En politique, il existe deux saisons : celle des convictions… et celle des repositionnements. La seconde semble avoir ouvert ses portes avec un enthousiasme débordant.

Après les signaux envoyés par plusieurs figures de l’entourage du pouvoir, voilà que Ndeye Fatou Mbodji Diatara, l’administrateur general de FONGIP est venue alimenter le feuilleton lors de son passage dans Moment de Vérité.

 

Et, à l’entendre, certains observateurs y ont vu moins une interview qu’une déclaration d’intention soigneusement emballée.

Le discours est subtil, mais la musique paraît familière : quelques flèches en direction des députés et d’Ousmane Sonko, des mots infiniment plus doux pour Bassirou Diomaye Faye. À croire que la critique est devenue sélective, comme un projecteur qui n’éclaire qu’une moitié de la scène.

Selon cette lecture politique, Sonko serait le téméraire, pendant que Diomaye serait, lui, « dou togne », l’homme qu’il faudrait préserver de toute turbulence. Curieuse distribution des rôles : l’un endosse le costume du paratonnerre, l’autre celui de la porcelaine politique.

 

Les masques tombent, les lignes bougent et les fidélités changent parfois plus vite que les discours. Ce qui ressemblait hier à une discipline de parti prend désormais les allures d’une course au meilleur embarcadère.

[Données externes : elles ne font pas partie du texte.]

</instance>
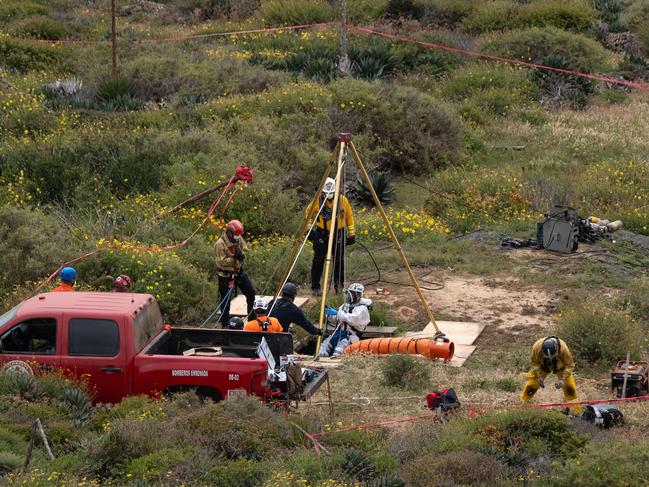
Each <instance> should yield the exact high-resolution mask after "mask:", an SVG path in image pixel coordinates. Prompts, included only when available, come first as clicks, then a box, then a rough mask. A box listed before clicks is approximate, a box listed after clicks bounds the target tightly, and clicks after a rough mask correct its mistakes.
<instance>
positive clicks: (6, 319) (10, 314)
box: [0, 305, 20, 327]
mask: <svg viewBox="0 0 649 487" xmlns="http://www.w3.org/2000/svg"><path fill="white" fill-rule="evenodd" d="M19 307H20V305H18V306H14V307H13V308H11V309H10V310H9V311H7V312H6V313H5V314H3V315H2V316H0V327H2V326H4V325H5V324H7V323H8V322H9V321H11V320H13V319H14V318H15V317H16V313H17V312H18V308H19Z"/></svg>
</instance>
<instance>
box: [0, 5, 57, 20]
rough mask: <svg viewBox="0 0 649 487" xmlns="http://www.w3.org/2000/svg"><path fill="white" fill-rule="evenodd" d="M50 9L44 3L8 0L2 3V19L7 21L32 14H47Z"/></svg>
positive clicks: (39, 14) (1, 11)
mask: <svg viewBox="0 0 649 487" xmlns="http://www.w3.org/2000/svg"><path fill="white" fill-rule="evenodd" d="M48 13H49V9H48V8H47V7H46V6H45V5H42V4H39V3H36V2H30V1H27V0H7V1H4V2H2V3H1V4H0V21H2V22H7V21H9V20H13V19H21V18H24V17H29V16H30V15H47V14H48Z"/></svg>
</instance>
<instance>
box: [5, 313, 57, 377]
mask: <svg viewBox="0 0 649 487" xmlns="http://www.w3.org/2000/svg"><path fill="white" fill-rule="evenodd" d="M59 325H60V323H59V320H57V318H56V317H54V316H43V317H34V318H29V319H25V320H22V321H20V322H18V323H15V324H13V325H9V327H8V328H5V331H4V332H3V333H2V335H0V362H2V364H3V368H4V369H5V370H13V371H19V370H22V371H25V372H28V373H36V374H38V373H45V372H51V371H53V370H54V369H55V368H56V367H58V366H59V365H60V363H61V342H62V340H61V336H60V335H61V330H60V328H61V327H60V326H59Z"/></svg>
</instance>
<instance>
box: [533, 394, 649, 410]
mask: <svg viewBox="0 0 649 487" xmlns="http://www.w3.org/2000/svg"><path fill="white" fill-rule="evenodd" d="M648 400H649V396H638V397H621V398H618V399H595V400H593V401H574V402H553V403H550V402H547V403H541V404H528V406H529V407H534V408H556V407H563V406H589V405H592V404H611V403H617V402H635V401H648Z"/></svg>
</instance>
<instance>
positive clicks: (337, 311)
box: [320, 282, 372, 357]
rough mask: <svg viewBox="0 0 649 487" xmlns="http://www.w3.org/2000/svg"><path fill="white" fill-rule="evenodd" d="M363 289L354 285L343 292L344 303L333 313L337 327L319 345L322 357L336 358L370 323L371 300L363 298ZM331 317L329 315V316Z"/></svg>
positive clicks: (357, 283)
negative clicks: (344, 294)
mask: <svg viewBox="0 0 649 487" xmlns="http://www.w3.org/2000/svg"><path fill="white" fill-rule="evenodd" d="M364 291H365V287H364V286H363V285H362V284H360V283H357V282H356V283H354V284H352V285H351V286H349V288H347V289H346V290H345V302H344V303H343V305H342V306H340V308H338V311H337V312H335V319H336V322H337V327H336V330H335V331H334V333H333V334H332V335H331V336H330V337H329V338H327V339H326V340H324V341H323V342H322V344H321V345H320V355H321V356H322V357H329V356H331V357H337V356H338V355H340V354H342V353H343V351H344V350H345V347H347V346H348V345H349V344H350V343H355V342H357V341H358V340H359V339H360V338H359V334H362V333H363V331H365V328H367V325H368V324H369V323H370V307H371V306H372V300H371V299H365V298H363V292H364ZM330 316H331V315H330Z"/></svg>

En politique, chacun est libre de choisir son camp. Encore faut-il avoir l’élégance d’assumer ses choix sans réécrire le scénario de la veille. Car les archives ont une mémoire que les conférences de presse n’effacent jamais.

 

À ce rythme, chaque responsable issu de PASTEF nommé à un poste stratégique pourrait être appelé, tôt ou tard, à passer devant ce « détecteur de fidélité » politique. Le principe, ironisent certains : déclarer son camp pour conserver son fauteuil ; hésiter, et risquer de le voir vaciller. Les plus récalcitrants pourraient alors être confrontés à un choix inconfortable : partir d’eux-mêmes ou être poussés vers la sortie.

 

Les dés semblent désormais jetés. L’heure n’est plus aux sous-entendus mais aux déclarations publiques. En politique, les silences deviennent suspects, les amitiés deviennent des professions de foi et les micros se transforment en cabines de confession.

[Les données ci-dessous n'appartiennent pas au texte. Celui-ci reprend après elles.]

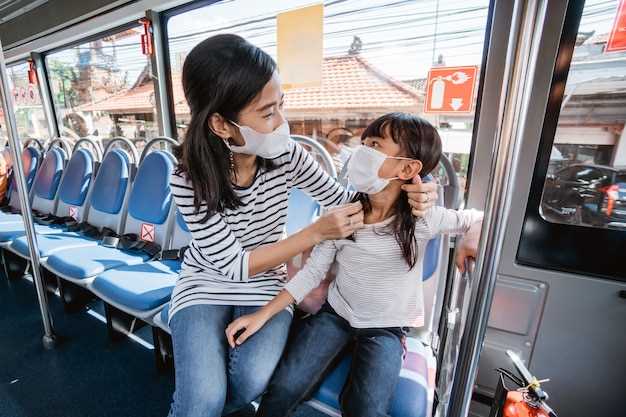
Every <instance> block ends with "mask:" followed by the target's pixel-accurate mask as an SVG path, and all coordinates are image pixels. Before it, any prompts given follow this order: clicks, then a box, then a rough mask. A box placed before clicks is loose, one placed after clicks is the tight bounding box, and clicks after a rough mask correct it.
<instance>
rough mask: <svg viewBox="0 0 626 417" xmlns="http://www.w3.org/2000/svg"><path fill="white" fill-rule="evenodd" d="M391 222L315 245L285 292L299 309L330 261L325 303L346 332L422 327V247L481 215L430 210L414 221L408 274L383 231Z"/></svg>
mask: <svg viewBox="0 0 626 417" xmlns="http://www.w3.org/2000/svg"><path fill="white" fill-rule="evenodd" d="M392 219H393V217H391V218H389V219H387V220H385V221H383V222H381V223H377V224H368V225H365V227H364V228H363V229H360V230H357V231H356V232H355V233H354V240H348V239H342V240H327V241H325V242H322V243H321V244H319V245H317V246H316V247H315V249H313V252H312V253H311V257H310V258H309V259H308V261H307V263H306V265H305V266H304V268H303V269H302V270H300V272H298V273H297V274H296V275H295V276H294V277H293V278H292V279H291V281H289V282H288V283H287V285H286V286H285V289H286V290H287V291H289V293H290V294H291V295H292V296H293V298H295V300H296V302H298V303H299V302H300V301H302V299H303V298H304V297H305V296H306V295H307V294H308V293H309V292H310V291H311V290H312V289H313V288H315V287H317V286H318V285H319V284H320V282H321V281H322V280H323V279H324V277H325V276H326V273H327V272H328V269H329V268H330V265H331V264H332V263H333V261H335V260H336V262H337V275H336V278H335V280H334V281H333V282H331V284H330V287H329V289H328V303H329V304H330V305H331V306H332V307H333V309H335V311H336V312H337V314H339V315H340V316H341V317H343V318H344V319H346V320H347V321H348V322H349V323H350V325H351V326H352V327H356V328H379V327H421V326H423V325H424V300H423V294H422V271H423V264H424V253H425V250H426V246H427V244H428V241H429V240H430V239H432V238H433V237H435V236H436V235H438V234H442V233H450V234H453V233H464V232H466V231H467V230H468V229H469V228H470V226H471V225H472V224H473V223H475V222H477V221H480V220H481V219H482V213H481V212H478V211H476V210H460V211H456V210H449V209H445V208H443V207H433V208H431V209H430V210H428V211H427V212H426V214H425V215H424V217H421V218H418V219H416V224H415V239H416V242H417V262H416V263H415V265H414V266H413V268H412V269H409V266H408V264H407V263H406V261H405V260H404V257H403V256H402V251H401V249H400V245H398V242H397V241H396V239H395V236H394V235H393V233H390V231H389V230H388V229H389V228H388V227H387V226H388V225H389V223H390V222H391V221H392Z"/></svg>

Au fond, cette sortie de l’administrateur général du FONGIP n’a surpris que ceux qui refusaient encore de lire entre les lignes. Les doutes existaient depuis longtemps ; ils ont simplement trouvé, aux yeux de certains observateurs, un porte-voix.

 

Le théâtre politique sénégalais continue donc sa représentation. Les acteurs changent parfois de costume en plein acte ; le public, lui, n’oublie généralement pas qui jouait quel rôle au lever du rideau.